Black Caucus Members Make A Pointless Scene On The Senate Floor

Keep in mind that these are the same people that wanted a painting depicting police officers as pigs to hang on a Capitol complex hallway wall, at a time when ambush attacks on our nation’s police officers haunts the news headlines.

Representative Sheila Jackson Lee (D-TX.) led the group of around 10 Black Caucus members to the Senate side of the Capitol and onto the floor, in order to express their opposition to Senator Jeff Session’s nomination as attorney general.

“Sen. Sessions may be one of the most incompatible nominees to the Department of Justice that we’ve seen in decades – that department is a department of the vulnerable,” Jackson Lee told the Washington Examiner after leaving the Senate floor.
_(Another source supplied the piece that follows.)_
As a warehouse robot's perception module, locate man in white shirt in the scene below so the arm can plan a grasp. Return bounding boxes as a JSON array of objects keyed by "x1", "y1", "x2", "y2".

“It is a department that deals with the issues of civil rights mostly, it deals with the issue of voting rights, and the empowerment of women. It deals with the issues of protecting those on the questions of marriage equality, gender discrimination and no record has been more potent against all of those issues,” she said, speaking about Sessions but not mentioning any specifics about his positions over the years.

Jackson Lee managed to bring up the silencing of Senator Elizabeth Warren on Tuesday evening, as she attempted to attack Sessions by reading from a 30-year old letter written by the wife of Martin Luther King Jr, Coretta Scott King.
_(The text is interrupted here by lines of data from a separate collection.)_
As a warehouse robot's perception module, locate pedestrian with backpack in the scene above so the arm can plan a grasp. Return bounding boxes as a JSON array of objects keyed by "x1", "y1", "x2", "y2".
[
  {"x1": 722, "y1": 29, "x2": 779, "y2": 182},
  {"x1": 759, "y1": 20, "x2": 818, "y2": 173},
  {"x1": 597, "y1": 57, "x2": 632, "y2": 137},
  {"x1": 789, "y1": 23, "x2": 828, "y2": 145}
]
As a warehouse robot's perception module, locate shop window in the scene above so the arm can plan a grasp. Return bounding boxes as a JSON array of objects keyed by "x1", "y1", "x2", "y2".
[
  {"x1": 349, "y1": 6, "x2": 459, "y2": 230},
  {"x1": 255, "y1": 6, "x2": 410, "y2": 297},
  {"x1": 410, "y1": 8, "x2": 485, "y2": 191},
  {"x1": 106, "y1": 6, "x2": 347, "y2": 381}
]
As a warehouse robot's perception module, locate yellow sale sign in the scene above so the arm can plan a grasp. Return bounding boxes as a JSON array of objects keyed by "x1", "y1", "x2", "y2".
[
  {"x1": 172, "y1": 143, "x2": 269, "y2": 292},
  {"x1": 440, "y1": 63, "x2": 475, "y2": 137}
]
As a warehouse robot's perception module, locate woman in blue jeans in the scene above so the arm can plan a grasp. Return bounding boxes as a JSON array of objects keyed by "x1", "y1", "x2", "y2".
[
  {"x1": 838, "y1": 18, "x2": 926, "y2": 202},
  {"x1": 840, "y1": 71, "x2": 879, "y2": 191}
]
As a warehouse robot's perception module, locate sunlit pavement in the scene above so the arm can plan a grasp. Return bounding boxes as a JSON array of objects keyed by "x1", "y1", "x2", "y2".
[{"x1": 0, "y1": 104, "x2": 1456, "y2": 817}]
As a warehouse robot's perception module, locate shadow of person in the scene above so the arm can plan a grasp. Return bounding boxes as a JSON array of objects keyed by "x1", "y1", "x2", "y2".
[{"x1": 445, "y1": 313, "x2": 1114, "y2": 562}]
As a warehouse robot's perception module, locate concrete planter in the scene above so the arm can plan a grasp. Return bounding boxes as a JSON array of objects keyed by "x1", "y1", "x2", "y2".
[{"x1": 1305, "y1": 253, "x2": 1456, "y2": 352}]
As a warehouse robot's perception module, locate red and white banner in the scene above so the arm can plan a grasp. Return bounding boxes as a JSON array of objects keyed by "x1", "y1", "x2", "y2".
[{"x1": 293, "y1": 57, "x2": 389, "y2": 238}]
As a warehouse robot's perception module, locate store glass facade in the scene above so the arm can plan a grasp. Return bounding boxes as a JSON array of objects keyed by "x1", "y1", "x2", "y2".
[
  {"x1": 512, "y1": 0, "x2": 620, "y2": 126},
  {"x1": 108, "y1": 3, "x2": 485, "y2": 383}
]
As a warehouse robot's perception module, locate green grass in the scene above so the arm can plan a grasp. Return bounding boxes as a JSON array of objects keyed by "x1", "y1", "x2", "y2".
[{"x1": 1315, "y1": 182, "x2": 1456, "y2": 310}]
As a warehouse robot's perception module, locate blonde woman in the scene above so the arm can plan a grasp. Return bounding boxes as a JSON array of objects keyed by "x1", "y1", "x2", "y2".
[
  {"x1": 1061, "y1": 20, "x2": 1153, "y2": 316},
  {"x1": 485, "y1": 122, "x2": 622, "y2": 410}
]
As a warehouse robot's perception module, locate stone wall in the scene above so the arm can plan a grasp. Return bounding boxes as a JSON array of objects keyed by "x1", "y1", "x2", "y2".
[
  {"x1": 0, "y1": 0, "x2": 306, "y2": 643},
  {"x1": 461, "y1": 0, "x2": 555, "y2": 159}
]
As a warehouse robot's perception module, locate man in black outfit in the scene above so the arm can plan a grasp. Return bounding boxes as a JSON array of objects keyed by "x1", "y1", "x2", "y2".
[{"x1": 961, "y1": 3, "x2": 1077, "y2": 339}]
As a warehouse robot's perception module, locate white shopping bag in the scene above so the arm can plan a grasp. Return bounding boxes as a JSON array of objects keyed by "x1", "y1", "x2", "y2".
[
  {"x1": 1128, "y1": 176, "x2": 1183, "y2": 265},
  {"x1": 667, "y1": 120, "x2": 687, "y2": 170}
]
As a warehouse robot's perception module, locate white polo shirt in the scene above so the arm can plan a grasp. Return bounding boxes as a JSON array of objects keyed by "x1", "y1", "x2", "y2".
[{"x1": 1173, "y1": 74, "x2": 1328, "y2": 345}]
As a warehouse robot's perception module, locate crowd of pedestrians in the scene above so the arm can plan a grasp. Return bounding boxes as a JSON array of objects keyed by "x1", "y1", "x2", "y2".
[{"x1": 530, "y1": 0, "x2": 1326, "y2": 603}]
In the letter, King was critical of Sessions’ voting rights record, as the Senate was then considering his nomination to a federal judgeship.

“I think last night and the treatment of Sen. Warren spoke loudly to the crux of our concern,” she said. “Will there be any free speech and freedom in the department of justice, a place where you are to uphold the Constitution, if Elizabeth Warren cannot read from our beloved Coretta Scott King’s letter?”

Except the rule that shut down Warren, Senate Rule 19, was perfectly acceptable.

The letter Warren was attempting to read involved a 1984 voter fraud case that Sessions prosecuted.

That particular case involved complaints from one black candidate that another black candidates’ supporters were illegally tampering with elderly voters’ ballots. The defendants, including close King associate Al Turner, were eventually cleared of wrongdoing.

So, basically, Sessions was involved with a case prosecuting the actions of someone associated with King (which he actually lost), involving potential voter fraud, and that, somehow, makes him the enemy of equal rights?

I know.

It makes no sense to me, either, but Democrats gonna Democrat.